Example 2. 750 g of rare-metal ore of the following composition (wt.%): SiO ₂ - 5.1; CaO - 0.9; Al ₂ O ₃ - 5.2; MgO - 0.3; Fe ₂ O ₃ - 54, MnO - 13.1; ZnO - 0.9; SrO — 0.4; P ₂ O ₅ - 5.1; SO ₃ 0.7; TiO ₂ - 0.9; Y ₂ O ₃ - 0.3; ZrO ₂ - 0.06; BaO - 2.6; Nb ₂ O ₅ - 0.9; La ₂ O ₃ - 2.0; CeO ₂ - 3.1; Pr ₂ O ₃ - 0.32; Nd ₂ O ₃ - 0.97; ThO ₂ - 0.1, the Na ₂ O content is adjusted to 3% with sodium carbonate, and the brown carbon content is up to 0.5 wt.% In excess of 100%, the mixture is melted with melt separation in a weakly reducing medium to a temperature of 1300 ° C, maintained at This temperature is 1 hour and the high-phosphorus alloy based on iron is poured into the mold. In the remaining melt, the carbon content was adjusted to 15 wt.%, The ratio of the contents (wt.%) Of SiO ₂ / CaO to 0.9 with limestone, the temperature was raised to 1600 ° C and melted to separate the melt for 0.5 hours. The silicate part of the melt is cooled in the thermal shock mode by working out in water to obtain slag granulate enriched in REO. The metal part of the melt (cast iron) is poured into the mold.

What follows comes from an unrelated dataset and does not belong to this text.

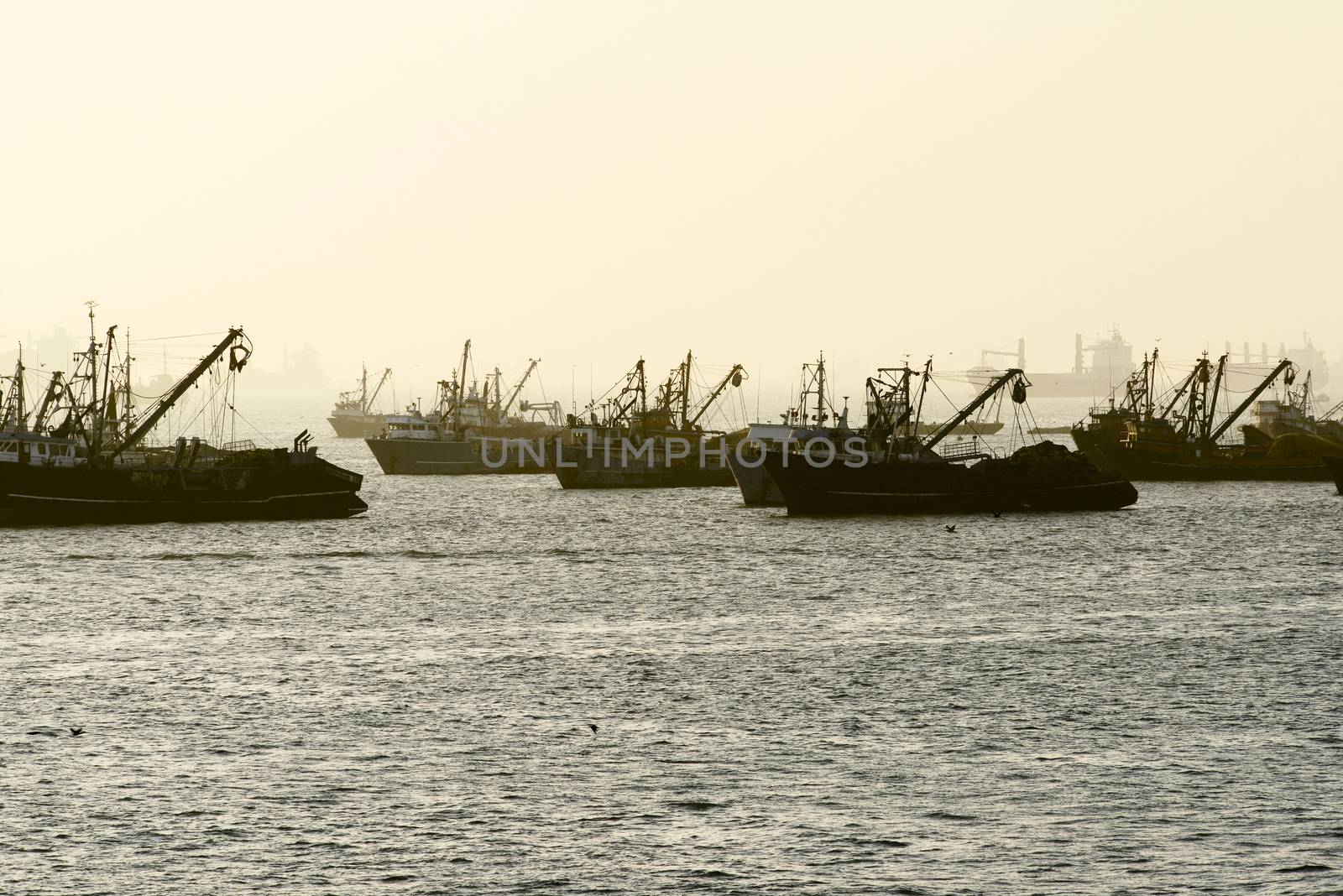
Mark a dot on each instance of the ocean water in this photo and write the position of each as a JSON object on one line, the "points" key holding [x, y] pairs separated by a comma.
{"points": [[1139, 701]]}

The content of REO in the slag concentrate (wt.%): La ₂ O ₃ = 4.0; CeO ₂ = 6.2; Pr ₂ O ₃ = 0.64; Nd ₂ O ₃ = 1.94; ThO ₂ = 0.2.

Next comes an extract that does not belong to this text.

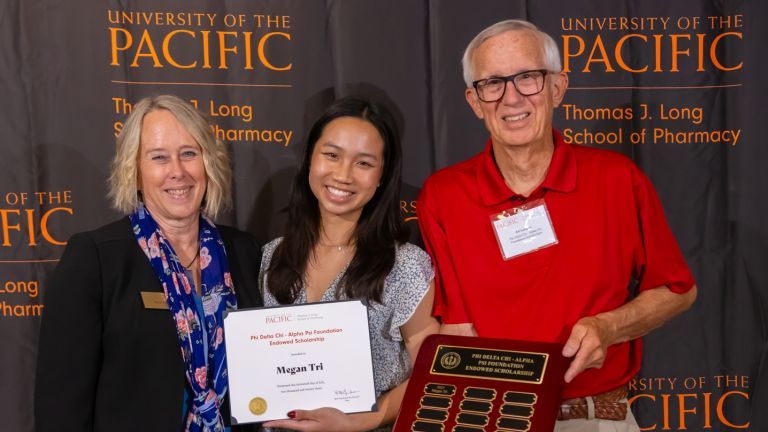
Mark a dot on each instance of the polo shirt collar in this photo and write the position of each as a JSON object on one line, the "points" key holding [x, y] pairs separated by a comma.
{"points": [[561, 175]]}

Cast iron composition (wt.%): Mn - 5.5; Ti 0.27; P = 1.7; Nb - n.o .; C 6.88; Fe - 85.65;

The composition of the high phosphorus metal (wt.%): Fe - 94.6; Mn - 0.9; Nb 0.26; P 3.73; S 1.73; Cr 0.21; Ti 0.168; C is 1.03.

Claims (1)

The method of complex processing of ferrous rare-metal ores, including melting the mixture composition, wt.%: SiO ₂ - 5.1; CaO - 0.9; Al ₂ O ₃ - 5.2; MgO - 0.3; Fe ₂ O ₃ - 54, MnO - 13.1; ZnO - 0.9; SrO — 0.4; P ₂ O ₅ - 5.1; SO ₃ 0.7; TiO ₂ - 0.9; Y ₂ O ₃ - 0.3; ZrO ₂ - 0.06; BaO - 2.6; Nb ₂ O ₅ - 0.9; La ₂ O ₃ - 2.0; CeO ₂ - 3.1; Pr ₂ O ₃ - 0.32; Nd ₂ O ₃ - 0.97; ThO ₂ - 0.1, with a carbon content of up to 0.5 wt.% In excess of 100% in a weakly reducing medium and with a ratio of SiO ₂ / CaO = 5.6 and a temperature of 1300 ° C, the separation of the melt and the removal of the high-phosphorus metal part of the melt based on iron, bringing in the remaining melt the carbon content to 15 wt.% in excess of 100% coal to create a highly reducing environment, characterized in that the ore is adjusted to the content of Na ₂ O to 3 wt.%, and the ratio of SiO ₂ / CaO to 0.9 limestone , increase the temperature to 1600 ° C and melt until the formation of silicon carbide and separation of the melt at allicheskuyu silicate and part removal and cooling nizkofosforistogo iron silicate component melt thermal shock to obtain a porous reactive glass material enriched in oxides of rare earth metals, effective to further processing.